It is fair to say that the words 'Hackney', 'food' and 'craft beer' will make some swoon and others...well...sick. But this pub is everything that a modern London boozer should be - and an extremely refreshing antidote to the widely-held belief gentrification is a bad thing for traditional pubs.
Why? Because as soon as you walk through the door, you sense this isn't a typical Hackney hipster pub. Instead, you are greeted by that oddest of things - old school locals, who are drinking not obscure bottled IPAs, but Guinness and continental lagers, which some hipsters may forget is still the nation's favourite beer. And yet the creative industry types are also there - downing the excellent Redchurch Brewery's Bethnal Pale Ale. A full collection of Meantime taps - including Yakima Red and Pale Ale - and some bottled wild and fruity beers are also being served, alongside a good stocking of red and white wines. This is drinks harmony in action.
In fact, the pub is so low key in its foodie credentials that you are tempted to think you have entered the wrong establishment. When I arrived at 530pm there were no tables set and no sign of a menu. It was only when I approached a member of staff that I was presented with two slips of paper and led to a table, where a knife and fork and a tiny beaker for water was promtly set up.
My dining companion - a civil servant who will go by the name Mr Tucker - was equally impressed by the pub's traditional...well...pub atmosphere and furnishings.
All the wood panels and etched glass have remained. The leather booths and dark wooden tables and chairs are perfect and have enough of a distressed element to fit into the overall look. There is even a footswitch for the release of water into the basin in the Gent's. 'Not one of those for exposed brickwork, neon lights and concrete, eh?', Mr Tucker said. For once the history of a pub was being kept against the desire to strip out and move towards a generic Brooklyn-style bar.
This definitely put us both in good spirits prior to the selection of the food, which considering the chefs - and the reviews in the national papers - should be special. The pub was set up by two chefs that had worked at Fergus Henderson's St John eatery - Tom Harris and Jon Rotheram.
We decided to 'go Rayner' - i.e. to eat as similar a menu to Jay Rayner's amazingly positive review in the Guardian a few weeks ago. He had gone as far as to claim the fried potatoes and burnt onion mayonnaise 'could be the saviour of the public house'.
Sadly the fryer was out of action - so instead we ordered the Cornish New Potatoes and Lovage. We asked for a side of the burnt onion mayonnaise anyway. For starters, or 'small dish', depending on your appetite and gourmand status, we went for the beer and barley bun with Horseradish cream. Other choices include a superb looking devilled crab on toast, grilled clams with wild fennel and a smoked shoulder of ham with beer mustard and pickles.

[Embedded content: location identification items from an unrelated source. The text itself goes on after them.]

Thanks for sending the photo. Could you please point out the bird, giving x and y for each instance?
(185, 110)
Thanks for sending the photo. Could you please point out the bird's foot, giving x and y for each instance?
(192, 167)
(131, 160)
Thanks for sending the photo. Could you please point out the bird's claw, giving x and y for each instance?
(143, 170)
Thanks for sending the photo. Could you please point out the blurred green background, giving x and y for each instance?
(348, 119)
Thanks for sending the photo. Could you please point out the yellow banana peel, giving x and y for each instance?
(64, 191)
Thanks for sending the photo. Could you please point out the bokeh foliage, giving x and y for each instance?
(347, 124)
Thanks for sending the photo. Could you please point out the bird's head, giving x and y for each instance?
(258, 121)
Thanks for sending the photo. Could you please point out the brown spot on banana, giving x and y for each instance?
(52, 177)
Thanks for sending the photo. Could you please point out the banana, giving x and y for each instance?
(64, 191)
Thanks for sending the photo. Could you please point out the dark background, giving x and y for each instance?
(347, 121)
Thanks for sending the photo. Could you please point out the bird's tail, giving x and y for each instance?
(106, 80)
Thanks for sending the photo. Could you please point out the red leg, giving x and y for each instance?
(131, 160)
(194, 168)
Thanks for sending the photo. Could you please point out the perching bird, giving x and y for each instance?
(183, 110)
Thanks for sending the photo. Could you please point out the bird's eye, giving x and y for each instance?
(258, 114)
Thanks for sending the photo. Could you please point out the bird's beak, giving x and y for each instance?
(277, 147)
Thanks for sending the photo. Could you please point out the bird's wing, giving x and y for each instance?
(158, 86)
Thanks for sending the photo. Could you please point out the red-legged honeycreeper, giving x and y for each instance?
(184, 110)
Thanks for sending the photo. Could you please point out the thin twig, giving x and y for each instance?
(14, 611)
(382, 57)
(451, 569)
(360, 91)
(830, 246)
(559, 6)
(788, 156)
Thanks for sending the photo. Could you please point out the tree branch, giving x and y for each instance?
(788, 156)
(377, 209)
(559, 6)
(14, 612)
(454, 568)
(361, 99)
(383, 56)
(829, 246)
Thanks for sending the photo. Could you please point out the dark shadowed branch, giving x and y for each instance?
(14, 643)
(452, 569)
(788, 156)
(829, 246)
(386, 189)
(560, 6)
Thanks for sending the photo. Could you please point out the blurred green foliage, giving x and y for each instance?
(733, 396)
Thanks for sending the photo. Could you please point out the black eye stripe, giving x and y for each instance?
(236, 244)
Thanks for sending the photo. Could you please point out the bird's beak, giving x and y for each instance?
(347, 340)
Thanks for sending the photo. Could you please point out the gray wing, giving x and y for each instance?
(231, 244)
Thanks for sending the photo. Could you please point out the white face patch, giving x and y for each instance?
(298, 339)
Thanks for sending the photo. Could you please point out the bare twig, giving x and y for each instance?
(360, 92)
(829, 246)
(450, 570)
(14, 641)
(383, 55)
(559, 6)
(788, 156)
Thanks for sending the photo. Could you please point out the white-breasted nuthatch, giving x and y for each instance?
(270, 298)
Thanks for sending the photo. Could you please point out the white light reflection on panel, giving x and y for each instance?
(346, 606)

The horseradish cream is light and the doughy, rich meaty stodginess of the beef and barley bun is everything you could hope for. Proper pub grub.
For mains I chose the curried rabbit with a sourdough roti and tomato chutney and Mr Tucker chose a roast Tamworth with Hispi cabbage and mustard. Other choices for main include Megrim sole and pickled cucumber with broad beans, and grilled galloway rump with chicory and anchovy. Alongside the new potatoes we also had salad leaves with an elderflower and buttermilk dressing.

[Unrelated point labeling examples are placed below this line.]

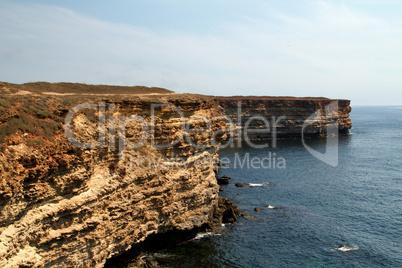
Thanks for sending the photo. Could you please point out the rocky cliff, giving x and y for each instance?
(80, 186)
(286, 117)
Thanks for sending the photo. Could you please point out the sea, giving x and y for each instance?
(303, 212)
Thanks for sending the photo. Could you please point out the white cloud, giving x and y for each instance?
(335, 51)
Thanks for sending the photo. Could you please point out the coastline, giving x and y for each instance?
(66, 205)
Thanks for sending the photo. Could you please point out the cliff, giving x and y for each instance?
(77, 192)
(286, 117)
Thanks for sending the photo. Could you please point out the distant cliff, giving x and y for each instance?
(77, 192)
(286, 117)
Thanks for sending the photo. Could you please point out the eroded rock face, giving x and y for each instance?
(65, 206)
(286, 117)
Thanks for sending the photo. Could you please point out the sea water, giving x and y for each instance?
(308, 208)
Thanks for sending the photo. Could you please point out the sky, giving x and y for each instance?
(349, 49)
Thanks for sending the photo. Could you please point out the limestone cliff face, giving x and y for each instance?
(286, 116)
(65, 206)
(62, 205)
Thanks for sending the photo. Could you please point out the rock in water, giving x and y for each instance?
(224, 180)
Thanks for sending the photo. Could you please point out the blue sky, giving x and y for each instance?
(338, 49)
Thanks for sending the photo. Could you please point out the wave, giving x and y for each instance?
(271, 207)
(259, 184)
(346, 248)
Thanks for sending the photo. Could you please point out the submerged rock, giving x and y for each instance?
(224, 180)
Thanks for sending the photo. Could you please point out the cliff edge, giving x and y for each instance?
(85, 176)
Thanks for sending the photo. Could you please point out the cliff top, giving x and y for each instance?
(77, 88)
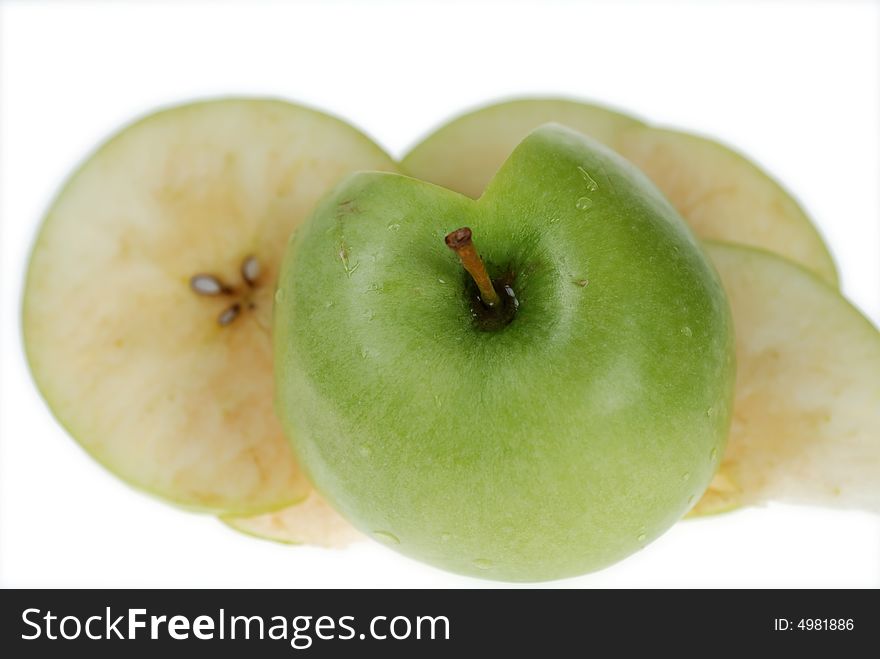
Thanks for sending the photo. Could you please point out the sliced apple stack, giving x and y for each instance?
(806, 419)
(721, 194)
(806, 422)
(149, 296)
(150, 290)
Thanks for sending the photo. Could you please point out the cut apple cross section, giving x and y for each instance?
(806, 421)
(310, 522)
(721, 194)
(150, 289)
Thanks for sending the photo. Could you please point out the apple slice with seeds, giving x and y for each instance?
(723, 195)
(311, 522)
(806, 419)
(149, 295)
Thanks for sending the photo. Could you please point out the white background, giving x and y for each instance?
(795, 85)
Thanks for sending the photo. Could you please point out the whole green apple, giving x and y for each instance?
(549, 434)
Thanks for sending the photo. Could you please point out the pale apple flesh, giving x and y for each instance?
(721, 194)
(309, 522)
(806, 419)
(553, 445)
(148, 302)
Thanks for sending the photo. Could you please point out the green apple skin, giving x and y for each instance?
(557, 445)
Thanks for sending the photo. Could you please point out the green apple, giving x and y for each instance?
(723, 195)
(148, 302)
(546, 434)
(309, 522)
(806, 420)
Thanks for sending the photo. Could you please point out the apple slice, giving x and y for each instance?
(311, 522)
(149, 295)
(723, 195)
(806, 420)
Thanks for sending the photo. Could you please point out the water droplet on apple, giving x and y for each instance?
(386, 537)
(583, 203)
(592, 186)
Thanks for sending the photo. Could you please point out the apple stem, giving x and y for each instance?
(460, 241)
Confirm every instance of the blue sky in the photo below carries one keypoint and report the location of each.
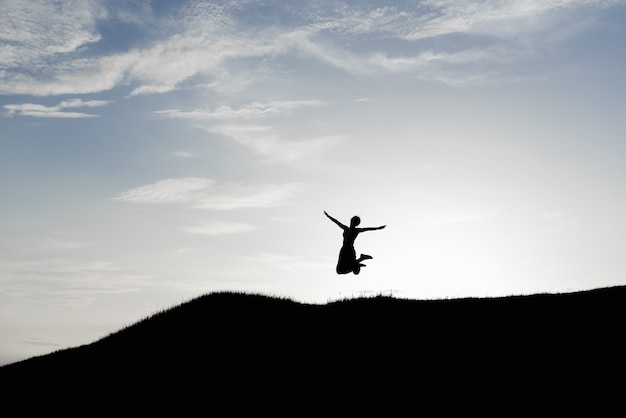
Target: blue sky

The curried rabbit is superb. Eating on a boiling hot day makes you concerned about heat in both senses of the word, but the depth of flavour of both of the meat and the roti is magnificent. Subtle and powerful. The new potatoes and lovage is equally a revelation and the watery, light salad leaves - fresh as the dew on a country meadow.

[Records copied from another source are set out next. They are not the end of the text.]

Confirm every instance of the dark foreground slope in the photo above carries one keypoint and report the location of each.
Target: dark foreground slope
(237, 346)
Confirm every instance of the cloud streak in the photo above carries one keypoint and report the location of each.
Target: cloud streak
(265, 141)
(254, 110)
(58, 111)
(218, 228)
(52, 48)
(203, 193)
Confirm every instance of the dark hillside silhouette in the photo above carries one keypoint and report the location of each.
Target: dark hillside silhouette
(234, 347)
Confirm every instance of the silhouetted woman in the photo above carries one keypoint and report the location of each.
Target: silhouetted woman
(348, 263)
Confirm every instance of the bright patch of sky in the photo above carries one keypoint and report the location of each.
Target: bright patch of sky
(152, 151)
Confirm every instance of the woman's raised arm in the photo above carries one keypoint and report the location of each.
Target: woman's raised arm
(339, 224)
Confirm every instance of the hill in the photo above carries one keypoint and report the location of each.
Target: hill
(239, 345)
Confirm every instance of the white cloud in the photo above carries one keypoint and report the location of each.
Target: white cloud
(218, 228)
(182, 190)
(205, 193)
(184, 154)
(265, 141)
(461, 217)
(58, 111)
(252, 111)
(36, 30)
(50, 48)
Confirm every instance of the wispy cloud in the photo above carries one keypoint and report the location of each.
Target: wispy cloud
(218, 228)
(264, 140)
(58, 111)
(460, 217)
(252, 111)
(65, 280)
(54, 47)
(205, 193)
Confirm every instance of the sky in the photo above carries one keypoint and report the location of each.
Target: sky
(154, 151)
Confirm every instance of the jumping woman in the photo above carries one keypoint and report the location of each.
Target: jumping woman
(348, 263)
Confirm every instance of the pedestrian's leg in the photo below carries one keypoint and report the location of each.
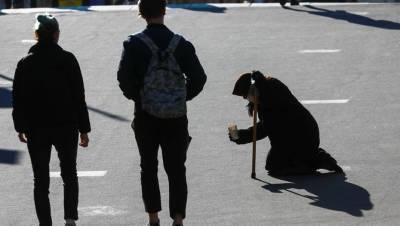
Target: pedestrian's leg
(39, 147)
(66, 144)
(175, 141)
(147, 139)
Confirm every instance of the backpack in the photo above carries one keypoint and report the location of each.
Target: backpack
(164, 86)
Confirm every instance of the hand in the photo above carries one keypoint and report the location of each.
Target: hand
(22, 137)
(84, 140)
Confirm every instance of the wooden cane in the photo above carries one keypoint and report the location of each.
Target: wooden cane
(253, 163)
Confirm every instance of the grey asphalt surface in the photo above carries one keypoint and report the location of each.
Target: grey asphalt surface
(362, 135)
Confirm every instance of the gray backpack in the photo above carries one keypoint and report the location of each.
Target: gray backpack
(164, 86)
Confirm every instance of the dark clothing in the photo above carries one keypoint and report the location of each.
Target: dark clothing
(173, 138)
(65, 140)
(152, 132)
(136, 57)
(292, 130)
(49, 107)
(48, 90)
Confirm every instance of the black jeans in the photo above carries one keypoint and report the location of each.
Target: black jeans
(173, 138)
(65, 140)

Indeed, the additional burnt onion mayonnaise, although missing the crispy loveliness of fried potatoes, gave an insight into Rayner's thinking. It is so deep in flavour and rolled around your mouth like a neverendingly hoppy IPA.
Surprisingly, myself and Tucker aren't full from the starter and mains, which is testament as much to the perfect sizing and weight of the portions than to our guts. This is great news, as it offered the opportunity to consume a tart which Rayner said had the 'wobble and softness of a newborn's thigh'. Well, I won't go for such oddities, but it is a delightfully sweet and buttery end to a meal. All you want from a pub menu's dessert - indulgence and sinfulness.
Tucker went for the cheese - Tunworth, Hay on Wye, Quince Jam and Rye Cracker. It looks good - especially when he washes it down with a glass of the house's pinot.
All in all, this is an exciting addition to London's bloated gastropub scene - because it isn't really a gastropub in the sense we are used to. As Rayner said, it truly is 'pared back' by which he really means, politely, so as to not offend his usual audience, unmolested by white cloths and the worst excesses of the fine dining crowd in pub environments, i.e. snobby sommeliers and waiters, a lack of music, total table reservations - basically a total abandonment of the idea of it being a pub rather than a restaurant.
The Marksman is still in its early days. The owners want to create an upstairs dining room and charcuterie shop in the basement. I hope this doesn't mean it abandons what it has already set up, which some could argue is actually the perfect urban pub serving new locals, old locals, and the wider foodie crowd.
If you are a licensee interested in how to mix urban hip with urban history in a traditional pub setting, this venue may well have just set the benchmark.